Me siento entre les briznas de hierba que se remueven suavemente con la fuerza del viento, mientras con mis manos repaso cada detalle de ese esférico de cuero ya deshecho por el paso del tiempo. Recuerdo con ello las incontables horas que jugué con él entre mis pies, levantándolo y pateándolo con la fuerza de mis piernas que no se cansaban nunca. Recuerdo la alegría que su sensación me provocaba, y cómo todo el mundo en el pueblo me halagaba por mi curiosa habilidad de controlarlo a la perfección. Y sin embargo, toda esa ilusión infantil se esfumó cuando vi el pequeño cuerpo de mi hermana desaparecer entre la inmensidad del oleaje marino de forma ya irremediable. Desde entonces no volví a jugar con él, y me encargué de llevarlo lejos de los sitios por los que yo solía frecuentar.
Levanto la cabeza hacia el cielo y dejo que el aire acaricie mi rostro y remueva mi cabello azabache. Respiro para eliminar todo aquello que me daña, y lo suelto todo en un suspiro cargado de culpa y temor, que por mucho que intente olvidar, nunca se desprende del todo. Me levanto finalmente, y observo de nuevo aquel objeto entre mis manos. He intentado mil veces hacer las paces conmigo mismo después de lo ocurrido, pero ni siquiera dos años más tarde soy capaz de dejarlo atrás.
En un momento de pura rabia acumulada, le doy una patada al esférico, de aquellas de las que solía enorgullecerme, haciendo que impacte contra una roca de la llanura, llenando el aire con el eco del choque y haciendo que los pájaros que descansaban en la zona emprendan el vuelo asustados.
Doy media vuelta tras el acto, y me dispongo a regresar, algo menos animado de cómo había llegado al lugar, aunque sí un poco desahogado.
—Vaya, que potencia de tiro —oigo detrás de mí de forma inesperada, y se me acelera el corazón.
Me giro asustado, y mis ojos no me engañan.
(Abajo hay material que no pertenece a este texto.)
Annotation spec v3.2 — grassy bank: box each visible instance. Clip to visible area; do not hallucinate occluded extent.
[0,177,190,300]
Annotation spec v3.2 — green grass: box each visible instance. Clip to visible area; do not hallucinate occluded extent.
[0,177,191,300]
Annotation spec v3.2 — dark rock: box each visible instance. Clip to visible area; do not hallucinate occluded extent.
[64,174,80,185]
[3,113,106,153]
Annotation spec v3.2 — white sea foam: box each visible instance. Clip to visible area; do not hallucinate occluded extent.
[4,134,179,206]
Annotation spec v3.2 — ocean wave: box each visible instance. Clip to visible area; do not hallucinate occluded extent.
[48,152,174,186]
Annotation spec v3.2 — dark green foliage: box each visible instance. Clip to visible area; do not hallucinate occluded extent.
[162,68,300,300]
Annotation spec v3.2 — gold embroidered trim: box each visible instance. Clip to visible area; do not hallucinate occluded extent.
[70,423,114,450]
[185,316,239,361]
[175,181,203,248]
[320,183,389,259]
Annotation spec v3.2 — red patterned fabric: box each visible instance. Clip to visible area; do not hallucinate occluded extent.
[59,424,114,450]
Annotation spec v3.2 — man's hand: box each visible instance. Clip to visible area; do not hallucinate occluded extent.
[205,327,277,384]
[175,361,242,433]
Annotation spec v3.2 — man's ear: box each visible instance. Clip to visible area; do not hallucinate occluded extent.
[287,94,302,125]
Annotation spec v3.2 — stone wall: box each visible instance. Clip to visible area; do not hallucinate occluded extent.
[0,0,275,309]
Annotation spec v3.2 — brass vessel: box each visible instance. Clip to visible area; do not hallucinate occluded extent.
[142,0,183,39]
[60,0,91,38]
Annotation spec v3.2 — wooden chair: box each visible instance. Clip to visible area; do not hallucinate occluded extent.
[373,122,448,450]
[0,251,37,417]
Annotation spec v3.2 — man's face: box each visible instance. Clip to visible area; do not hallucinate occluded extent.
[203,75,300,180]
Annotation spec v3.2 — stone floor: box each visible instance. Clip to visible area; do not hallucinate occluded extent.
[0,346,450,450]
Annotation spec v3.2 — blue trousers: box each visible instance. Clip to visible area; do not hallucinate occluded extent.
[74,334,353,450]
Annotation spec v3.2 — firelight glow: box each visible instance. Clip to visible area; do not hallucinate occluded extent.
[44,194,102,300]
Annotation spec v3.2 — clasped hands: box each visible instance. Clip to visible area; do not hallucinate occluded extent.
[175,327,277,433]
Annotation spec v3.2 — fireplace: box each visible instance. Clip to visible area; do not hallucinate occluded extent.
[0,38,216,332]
Ante mí aparece lo que parece ser otro chico cercano a mi edad, pero también muy distinto, de piel clara y cabellos blancos como el algodón. Se parece a uno de esos ángeles que cuentan las leyendas de la tribu, es como si fuera a extender sus alas en cualquier momento. De su aura mística destacan sus ojos carmesí, que sin previo aviso se quedan fijos en los míos, congelando de una pieza toda la sangre que corría por mis venas.
Esto no puede ser verdad.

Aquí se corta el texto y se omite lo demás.